Theme: Building predictive models and understanding real-time data processing.

Pre-Lunch

An overview of supervised and unsupervised modeling with scikit-learn.

  • Regression Methods
    • Linear Regression vs. tree-based regressors (e.g., RandomForestRegressor).
    • Feature scaling and creating polynomial features.
  • Classification Algorithms
    • Logistic Regression, Support Vector Machines (SVMs), Random Forests, and Gradient Boosting.
    • Handling class imbalance with techniques like SMOTE or class weights.
  • Clustering Techniques
    • K-Means vs. density-based clustering (DBSCAN).
    • Selecting the optimal number of clusters (Elbow method, Silhouette score).

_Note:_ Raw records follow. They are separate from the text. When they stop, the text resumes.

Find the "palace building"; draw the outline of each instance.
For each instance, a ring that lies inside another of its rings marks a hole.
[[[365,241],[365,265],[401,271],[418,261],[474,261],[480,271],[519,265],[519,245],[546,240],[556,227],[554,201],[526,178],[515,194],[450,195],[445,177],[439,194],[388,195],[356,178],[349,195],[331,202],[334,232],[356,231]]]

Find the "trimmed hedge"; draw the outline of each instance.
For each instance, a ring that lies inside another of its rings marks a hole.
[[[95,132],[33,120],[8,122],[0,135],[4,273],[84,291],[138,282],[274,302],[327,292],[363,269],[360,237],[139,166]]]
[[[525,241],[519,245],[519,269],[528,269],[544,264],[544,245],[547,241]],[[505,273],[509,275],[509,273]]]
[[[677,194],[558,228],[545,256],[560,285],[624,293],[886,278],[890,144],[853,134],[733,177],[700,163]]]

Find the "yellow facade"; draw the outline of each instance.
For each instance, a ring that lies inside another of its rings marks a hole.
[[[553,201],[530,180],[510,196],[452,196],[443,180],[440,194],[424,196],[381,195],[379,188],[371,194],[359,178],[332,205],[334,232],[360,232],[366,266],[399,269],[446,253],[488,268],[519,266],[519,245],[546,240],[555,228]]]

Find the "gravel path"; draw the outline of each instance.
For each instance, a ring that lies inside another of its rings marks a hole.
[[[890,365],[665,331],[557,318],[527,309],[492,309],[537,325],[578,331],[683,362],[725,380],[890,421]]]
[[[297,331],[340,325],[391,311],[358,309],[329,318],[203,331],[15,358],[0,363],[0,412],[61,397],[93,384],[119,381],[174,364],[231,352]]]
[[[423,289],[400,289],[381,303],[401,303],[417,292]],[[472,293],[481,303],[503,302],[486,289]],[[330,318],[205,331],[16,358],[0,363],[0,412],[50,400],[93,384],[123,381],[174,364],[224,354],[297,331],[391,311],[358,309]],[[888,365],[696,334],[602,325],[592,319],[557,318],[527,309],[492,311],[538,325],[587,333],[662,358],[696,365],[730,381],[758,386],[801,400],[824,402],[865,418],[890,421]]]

💻 Hands-On: Train a regression model on housing-price data (evaluating with R²/MSE), build a classifier for a leaves dataset (evaluating with precision/recall), and cluster customer profiles to identify distinct segments.

Post-Lunch

We conclude with model evaluation and an introduction to streaming data concepts.

  • Evaluation Metrics Deep Dive
    • Regression: MAE, MSE, RMSE, R² — choosing the right metric for the business context.
    • Classification: Confusion Matrix, Accuracy, Precision, Recall, F1-score, and ROC-AUC curve.
    • Clustering: Silhouette score.
  • Real-Time vs. Batch Processing
    • Understanding the trade-offs in latency, throughput, and statefulness.
  • Streaming Analytics Basics
    • Introduction to the streaming paradigm.
    • Windowed computations and aggregations over event streams.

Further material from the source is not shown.